The real story behind Angelyne

Emmy Rossum stars as the enigmatic Los Angeles icon.

Real story of Angelyne series


By Will DiGravio Published May 19, 2022

Real Stories is an ongoing column about the true stories behind movies and TV shows. It’s so simple. This episode focuses on the true story behind the new miniseries Peacock Angelyne, starring Emmy Rossum.

She has been compared to Banksy. Considered a precursor to Kim Kardashian and Paris Hilton. And been called, in a Hollywood journalist article by Gary Baum, “the enigmatic diva of the Los Angeles billboard”.

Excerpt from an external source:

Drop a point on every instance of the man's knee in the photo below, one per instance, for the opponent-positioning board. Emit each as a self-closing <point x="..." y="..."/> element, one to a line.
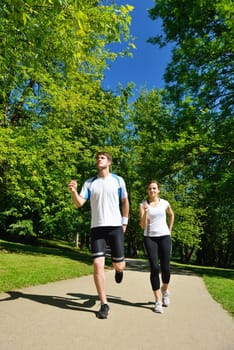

The woman in question is Angelyne, the so-called “Queen of the Billboard”. In the 1980s, Angelyne appeared on billboards all over town. The problem? Angelyne herself was behind the poster campaign. As Baum wrote in 2015:

The famously famous reality culture of the 2000s and the social media frenzy of that time can be traced to his pioneering DIY billboard campaign.

Angelyne, her billboards, and pursuit of fame are the subject of a new Peacock miniseries, angelyne. The characteristics of the show Emmy Rossum (Shameless) in the lead role. Here’s a look at the real story behind the show.

The first billboard

Baum notes that Angelyne is primarily a local celebrity. Go to other big cities and you probably won’t meet anyone who knows the queen of the billboard. But in Los Angeles, everyone knows who she is. And it’s not a bad place to be royal.

Prior to her fame in the early 1980s, Angelyne worked as a musician, trying, like so many others, to make it in Hollywood. In 1982, Baum reports, Angelyne was attempting to enlarge a pin-up poster of herself. She wanted to advertise “the struggling eponymous rock band she was leading at the time at the size of a billboard”.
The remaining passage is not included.